Wissenschafter Dirk Raith ist an der Uni Graz mit dem Thema „Nachhaltige Wirtschaft – Ethik und Transformation“ befaßt. In diesem Zusammenhang sieht er auch die professionelle Wissens- und Kulturarbeit unter anderem als ein Feld der Ökonomie im Gemeinwesen.
Das war der Anlaß für ein Gespräch, zu dem er nach Gleisdorf kam. Transformation! Innerhalb meiner Lebensspanne hat sich nun schon die zweite industrielle Revolution ereignet. Ein Kräftespiel, wie es in der Menschheitsgeschichte bis dahin noch nie vorgekommen ist. Eine globalisierte Wirtschaft bewegt uns alle und durch eine den Erdball umspannende Info-Sphäre erreichen uns von fast überall Nachrichten, was sich dort gerade tut.
Ich habe Haithem Benhassen gefragt, ob wir uns für dieses Gespräch in den Clubraum setzen dürfen, den er in seinem zentral gelegenen Barber Shop eingerichtet hat. Das ist ein junger Laden in der Gleisdorfer Bürgergasse. Ein schönes Beispiel dafür, wie sich Avantgarden des Blühens an jenen Orten bewähren, die davor unter strukturellen Veränderungen eingebrochen waren.
Das meint, nicht nur in Österreich, in Ganz Europa hatten die Ortszentren viele ihrer Funktionen an neuen Geschäftsstandorte in der Peripherie abgeben müssen. Dörfer und Städte wurden polyzentrisch. Diese in den alten Zentren verlorenen Funktionen konnten natürlich nicht zurückgeholt werden. Es mußten neue Aktivitäten Wirkung entfalten.
Im Kulturbereich haben wir vor rund zwei Jahrzehnten angefangen, mit Leuten aus der Architektur und der Stadtplanung etwa über shrinking cities zu reden, über Leerstände, über Umbrüche solcher Art.
Benhassen ist ein Beispiel für diese Avantgarden des Blühens an jenen Stellen, die von alteingesessenen Kräften wirtschaftlich aufgegeben worden sind. Da kommt dann mitunter eine andere Generation zu Wirkung und bietet etwas an, das es in der Gasse schon länger nicht mehr gegeben hat.
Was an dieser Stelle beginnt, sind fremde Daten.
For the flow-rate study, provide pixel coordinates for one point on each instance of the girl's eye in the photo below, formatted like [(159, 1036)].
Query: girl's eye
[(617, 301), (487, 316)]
Als Künstler bin ich an solchen Entwicklungen interessiert, weil sie von Prozessen handeln, die auch meine künstlerische Arbeit bestimmen. Ich habe die Stadt stets als eine Erzählung empfunden. Da erzählt sich etwas selbst. Der gestaltete Raum als Narrativ: „Bedeutungszuweisung dessen, was man einem Ort und seinen Menschen zutraut, beeinflußt die Möglichkeiten des Areals, das zur Debatte steht. Image. Spirit. Der Ausdruck von Attraktion.“ (Quelle: Die Stadt – eine Erzählung. Mein Fokus)
Das stammt aus einem Projekt, in dem ich 2005 eine temporäre Spange zwischen Graz und Gleisdorf eingerichtet hab. Graz hatte damals schon starke Erosionen, etwa die wirtschaftlich sterbende Annenstraße. Auch Gleisdorf war von solchen Phänomenen und einigen kritischen Debatten bewegt. Ich hab in jenen Tagen notiert:
„Kein Stadtteil kann ausdauerndes Blühen erleben. Außer vielleicht, er ist der Standort erheblicher Machtkonzentration, die aus ihrer Umgebung laufend Mittel abzieht. Areale in den Zyklen wirtschaftlicher und sozialer Fluktuation sind dagegen immer wieder auf neue Avantgarden des Blühens angewiesen.“ (Quelle: Markante Positionen. Auffindbar und einnehmbar)
Es scheint mir, daß sich derzeit gute Gründe verdichten, solche Überlegungen nun auf der Höhe der Zeit erneut anzustellen. Nicht weil die Kunst selbst dafür angelegt wäre, denn eine Kunst als soziokulturelle Reparaturanstalt ist dubios. Eine Kunst um zu… ist meist keine. Aber die Kompetenzen aus der Befassung mit Kunst sind sehr gut geeignet, solchen Themen gewidmet zu werden. (Das erwähnte Projekt von 2005: „area8020_revisited“.)